ただ1つ、わかっていることは、ヤツは決して「愉快犯」というわけでは、ないと言うこと(ある意味その犯行手口は愉快犯ではあるが)
金銭の目的のためだけに犯行に及んでいるわけではないことは、確かなことだ(犯行後持ち主に返却している上、返却物を鑑定しても間違いなく本物という点から)
キッドが何を企み、何を仕掛けてくるのか…、実に興味深い対象ではある。


「…名前さん?」


予定では近々下見に来るであろうキッドをのんびりと館内で待つのも癪に障る。
少し、「怪盗キッド」という人物を生み出したこの街を歩いてみよう、そう思い博物館を出て市内を1人、歩いている時だった。
青子さんの双子の妹、名前さんを見つけた。


「……どこか悪いんですか?」
「え?」
「少し、いつもより顔色が悪いように感じたので」


僕の言葉に反応して頬を撫でる名前さん。
…顔だけなら、青子さんそのものだ。


「少し、熱が出て…」
「え?」
「落ち着いてきたからポカリとか買出しに来たんだけど、なんだか寒気がしてきて今から帰るところなの」


そう言って右手で左腕を摩っていた。


「それはいけませんね。
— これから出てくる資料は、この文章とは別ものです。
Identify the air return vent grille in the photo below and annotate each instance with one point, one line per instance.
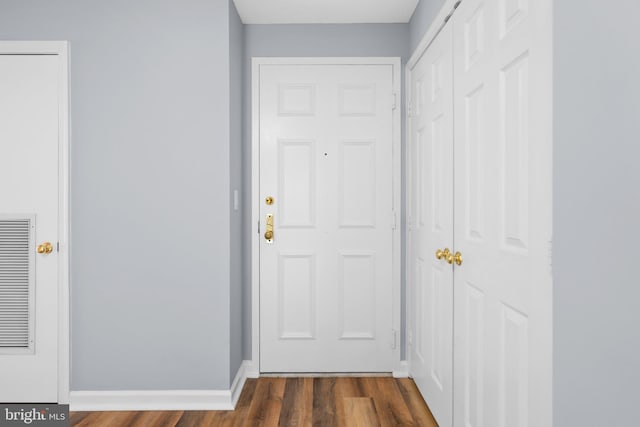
(15, 283)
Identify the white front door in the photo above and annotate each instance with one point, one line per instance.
(29, 138)
(326, 139)
(430, 281)
(502, 101)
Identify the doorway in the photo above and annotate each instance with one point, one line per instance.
(326, 204)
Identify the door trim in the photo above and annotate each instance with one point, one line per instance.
(60, 48)
(256, 62)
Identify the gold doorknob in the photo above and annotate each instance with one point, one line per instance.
(457, 258)
(442, 254)
(45, 248)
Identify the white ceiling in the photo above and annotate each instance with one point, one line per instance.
(324, 11)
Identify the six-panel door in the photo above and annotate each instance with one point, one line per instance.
(326, 160)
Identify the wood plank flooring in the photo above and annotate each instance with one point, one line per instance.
(293, 402)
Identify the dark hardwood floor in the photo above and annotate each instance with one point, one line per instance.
(334, 401)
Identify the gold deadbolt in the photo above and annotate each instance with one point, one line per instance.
(268, 234)
(443, 254)
(45, 248)
(457, 258)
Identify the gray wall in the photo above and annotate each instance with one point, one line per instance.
(596, 213)
(306, 40)
(422, 18)
(236, 52)
(149, 187)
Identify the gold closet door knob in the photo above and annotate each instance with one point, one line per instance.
(442, 254)
(45, 248)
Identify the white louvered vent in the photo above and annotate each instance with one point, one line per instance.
(15, 283)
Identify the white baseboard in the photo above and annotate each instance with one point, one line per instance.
(402, 371)
(161, 400)
(252, 370)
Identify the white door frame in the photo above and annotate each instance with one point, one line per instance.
(432, 32)
(60, 48)
(255, 192)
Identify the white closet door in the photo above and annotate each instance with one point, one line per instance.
(29, 110)
(431, 226)
(502, 101)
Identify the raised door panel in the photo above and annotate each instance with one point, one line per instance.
(431, 226)
(502, 363)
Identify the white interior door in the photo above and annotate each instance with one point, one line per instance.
(431, 226)
(326, 275)
(502, 213)
(29, 120)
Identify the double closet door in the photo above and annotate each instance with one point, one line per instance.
(479, 206)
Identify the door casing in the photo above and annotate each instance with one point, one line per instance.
(399, 368)
(61, 49)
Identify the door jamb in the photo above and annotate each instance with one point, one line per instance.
(256, 62)
(61, 49)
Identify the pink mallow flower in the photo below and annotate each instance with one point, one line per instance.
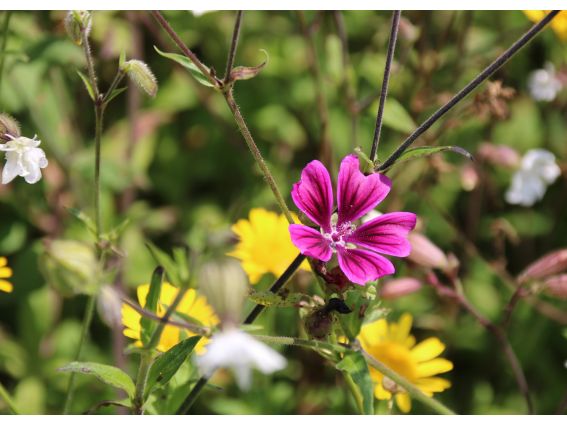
(358, 247)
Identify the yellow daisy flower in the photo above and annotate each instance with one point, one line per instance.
(393, 345)
(192, 305)
(558, 24)
(5, 272)
(265, 245)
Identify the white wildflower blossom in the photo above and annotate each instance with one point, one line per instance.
(537, 171)
(543, 84)
(239, 351)
(23, 158)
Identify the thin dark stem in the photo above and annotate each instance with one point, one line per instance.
(233, 45)
(276, 287)
(384, 91)
(484, 75)
(278, 284)
(165, 25)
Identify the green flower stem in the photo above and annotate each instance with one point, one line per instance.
(8, 400)
(141, 380)
(256, 153)
(5, 28)
(412, 390)
(89, 312)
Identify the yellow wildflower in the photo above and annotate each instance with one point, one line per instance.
(558, 24)
(5, 272)
(393, 345)
(265, 245)
(193, 305)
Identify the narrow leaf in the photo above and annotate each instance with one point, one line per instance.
(355, 366)
(166, 365)
(108, 374)
(248, 72)
(423, 151)
(189, 65)
(87, 84)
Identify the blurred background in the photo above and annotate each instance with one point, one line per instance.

家までお送りしますよ」
「え!?だ、大丈夫だよ!」
「途中で倒れられたら困るのでお送りします」
「…どうして白馬くんが困るの?」
「女性をそのような目に合わせてしまっては、申し訳が立たなくなるからですよ」


名前さんは一瞬驚いた顔をしながらも、緩やかに微笑んだ。
彼女が買いだして来た物を手に持ち、家まで送る。
…我ながら酷いことをしてる自覚はある。
だが…。


「それで黒羽くんは、」
「うん。その時快斗ったらね、」


青子さんを巻き込みたくない。
故に青子さんに黒羽くんのことに関しては触れずにいる。
だからと言って「同じ顔」で笑う名前さんに聞くのは、なんとも言えない罪悪感がある。
だが…。


「なるほど。実に彼らしいですね!」
「でしょう?」


どんな些細なことでも、より優位に立つために。
少しでも多くの情報を頭に叩き込んだ。